A hypothetical operator< would only need to compare the actual pointers, not
the control blocks. The control blocks can be safely ignored because the
actual pointers must be part of the same data block (or one past the end of
it). Order of pointers that don't belong to the same block is UB.

[Nicol Bolas]

Doesn't matter. Two shared_ptr<T>'s can use the same control block, but refer to different objects through the aliasing constructor. As such, weak_ptr<T>s made from them should likewise compare unequeal.
 

[Nicol Bolas]

On Thursday, June 23, 2016 at 5:01:10 PM UTC-4, Thiago Macieira wrote:

On quinta-feira, 23 de junho de 2016 07:16:13 PDT Nicol Bolas wrote:
> This violates the principle I outlined: comparing control blocks will not
> yield the same result as comparing the actual pointers. So while doing
> shared_ptr<T> comparison compares the addresses of the `T`s, doing a
> weak_ptr<T> comparison would compare the control blocks. So `lhs < rhs`
> would be different from `lhs.lock() < rhs.lock()`.
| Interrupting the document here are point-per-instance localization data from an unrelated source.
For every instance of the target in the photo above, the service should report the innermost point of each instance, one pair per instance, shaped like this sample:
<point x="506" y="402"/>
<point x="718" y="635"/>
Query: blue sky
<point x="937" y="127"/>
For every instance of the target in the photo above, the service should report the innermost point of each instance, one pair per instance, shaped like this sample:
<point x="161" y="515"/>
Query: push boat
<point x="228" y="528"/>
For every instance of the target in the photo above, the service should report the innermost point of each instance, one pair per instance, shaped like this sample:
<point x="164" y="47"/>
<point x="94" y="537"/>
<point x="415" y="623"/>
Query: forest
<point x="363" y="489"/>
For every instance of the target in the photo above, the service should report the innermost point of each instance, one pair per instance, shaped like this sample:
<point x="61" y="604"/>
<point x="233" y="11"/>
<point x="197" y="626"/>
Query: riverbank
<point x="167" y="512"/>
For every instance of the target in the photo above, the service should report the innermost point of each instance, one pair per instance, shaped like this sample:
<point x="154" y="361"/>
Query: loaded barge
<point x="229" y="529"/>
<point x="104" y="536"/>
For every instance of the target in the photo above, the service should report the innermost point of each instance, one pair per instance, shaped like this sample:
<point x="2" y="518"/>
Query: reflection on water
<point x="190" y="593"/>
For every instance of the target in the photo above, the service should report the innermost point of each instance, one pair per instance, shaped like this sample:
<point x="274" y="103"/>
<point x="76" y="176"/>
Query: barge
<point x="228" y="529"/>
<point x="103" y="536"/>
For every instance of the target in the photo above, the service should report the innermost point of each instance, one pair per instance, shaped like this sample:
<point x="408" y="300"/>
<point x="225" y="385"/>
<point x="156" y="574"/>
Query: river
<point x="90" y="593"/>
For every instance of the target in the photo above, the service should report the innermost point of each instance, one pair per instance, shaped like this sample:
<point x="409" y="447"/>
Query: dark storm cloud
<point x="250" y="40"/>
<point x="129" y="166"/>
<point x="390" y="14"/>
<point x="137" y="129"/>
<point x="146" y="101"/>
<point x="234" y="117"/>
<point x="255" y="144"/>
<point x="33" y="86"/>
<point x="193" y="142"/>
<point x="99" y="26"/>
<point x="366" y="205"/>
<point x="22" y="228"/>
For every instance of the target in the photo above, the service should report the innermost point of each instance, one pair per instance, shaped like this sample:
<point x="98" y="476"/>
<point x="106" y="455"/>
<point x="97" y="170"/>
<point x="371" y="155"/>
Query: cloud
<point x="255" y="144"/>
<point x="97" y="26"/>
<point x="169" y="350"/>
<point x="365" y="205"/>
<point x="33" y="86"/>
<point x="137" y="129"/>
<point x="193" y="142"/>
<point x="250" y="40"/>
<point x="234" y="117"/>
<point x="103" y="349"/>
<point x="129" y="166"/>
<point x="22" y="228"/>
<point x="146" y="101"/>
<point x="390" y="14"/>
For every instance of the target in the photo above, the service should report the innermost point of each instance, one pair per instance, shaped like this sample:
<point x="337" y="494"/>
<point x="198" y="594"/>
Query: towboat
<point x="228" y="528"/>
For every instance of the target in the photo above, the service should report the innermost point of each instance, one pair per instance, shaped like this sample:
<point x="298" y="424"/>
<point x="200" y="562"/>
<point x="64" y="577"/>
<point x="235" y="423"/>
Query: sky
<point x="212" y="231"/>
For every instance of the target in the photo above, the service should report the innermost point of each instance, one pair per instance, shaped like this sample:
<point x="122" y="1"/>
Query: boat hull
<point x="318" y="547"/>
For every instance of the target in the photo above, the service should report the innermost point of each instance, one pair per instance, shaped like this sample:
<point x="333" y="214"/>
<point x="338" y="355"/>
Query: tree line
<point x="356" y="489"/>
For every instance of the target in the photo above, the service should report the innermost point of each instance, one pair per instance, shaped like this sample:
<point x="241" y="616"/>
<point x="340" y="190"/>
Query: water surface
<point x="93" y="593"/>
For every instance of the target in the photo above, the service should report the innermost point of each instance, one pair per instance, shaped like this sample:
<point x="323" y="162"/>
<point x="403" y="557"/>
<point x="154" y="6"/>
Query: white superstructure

A hypothetical operator< would only need to compare the actual pointers, not
the control blocks. The control blocks can be safely ignored because the
actual pointers must be part of the same data block (or one past the end of
it). Order of pointers that don't belong to the same block is UB.

Yes, but if the managed object has been destroyed, `weak_ptr<T>::lock` will return a NULL shared_ptr<T>. And that may compare very differently, compared to the pointer value that the `weak_ptr<T>` currently stores.

So long as you hold to the principle that `lhs < rhs` should always be equivalent to `lhs.lock() < rhs.lock()`, then there is no way to compare two `weak_ptr`s. And if you don't hold that principle, then I submit that people would be very surprised indeed by circumstances where it differs.